Quantos saem da Líbia?

Um relatório recente da Interpol e da Europol calcula que cerca de 800.000 migrantes esperam sair da costa da Líbia até o velho continente. Trata-se de estimativas delicadas. Muitos migrantes da África Ocidental decidem imigrar depois te ter trabalhado durante anos na Líbia. Outros, em particular aqueles da Eritreia, Somália e Sudão, atravessam o deserto em meio a condições cruéis com o desejo de sair e passar o menor tempo possível no caos da Líbia.

Como é a viagem desde a Líbia?

A maioria dos migrantes empreendem a travessia a bordo de botes sobrecarregados, com combustível suficiente para chegar às águas territoriais e pedir ajuda em uma zona onde, diferente do ano passado, os esperam navios da Marinha de guerra e da Guarda Costeira italiana ou barcos humanitários. Todos eles fazem parte de várias operações navais da União Europeia: contra o contrabando, "Sophia", e para o controle das fronteiras europeias, "Tritão", que coordena a Frontex.

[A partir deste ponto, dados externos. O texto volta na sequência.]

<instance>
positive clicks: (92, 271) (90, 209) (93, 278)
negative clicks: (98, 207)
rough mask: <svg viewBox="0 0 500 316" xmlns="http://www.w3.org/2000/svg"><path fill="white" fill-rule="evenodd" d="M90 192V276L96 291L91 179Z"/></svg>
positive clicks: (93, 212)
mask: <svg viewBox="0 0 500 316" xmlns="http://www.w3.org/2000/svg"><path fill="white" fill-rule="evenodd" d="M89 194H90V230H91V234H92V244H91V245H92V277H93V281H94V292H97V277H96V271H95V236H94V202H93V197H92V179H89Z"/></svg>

Muitos partem à noite, sob ameaça, golpes e disparos dos contrabandistas, já que vários querem desistir quando descobrem o péssimo estado das embarcações onde deverão realizar a travessia. Embora geralmente sejam resgatados após um dia de navegação, a condição física de alguns é péssima, pois desidratam, muitas vezes estão com hipotermia, ou asfixiam com a fumaça do motor.

E os que partem do Egito?

Há alguns meses, tem aumentado o número de barcos de pesca que saem do Egito com centenas de pessoas a bordo. Segundo o Acnur, esse valor representa aproximadamente 10% das chegadas. A viagem a bordo dessas embarcações dura uma semana. Os traficantes de pessoas programam diversas transferências no mar, muito perigosas, para barcos em pior estado, a fim de proteger os próprios barcos, conscientes de que toda embarcação resgatada se perde para sempre.

Por que os socorristas estão preocupados?

Os traficantes líbios começaram a enviar migrantes à Itália em barcos de pesca sobrecarregados com a ideia de que iriam ser resgatados assim que chegassem às águas internacionais. Incapazes de navegar em alto mar, três dessas embarcações viraram esta semana, diante dos olhos impotentes dos marinheiros que foram resgatá-los. Um deles navegava sem motor, era arrastado por outro barco sobrecarregado com migrantes. Segundo meios de comunicação italianos, eram barcos comprados na Tunísia.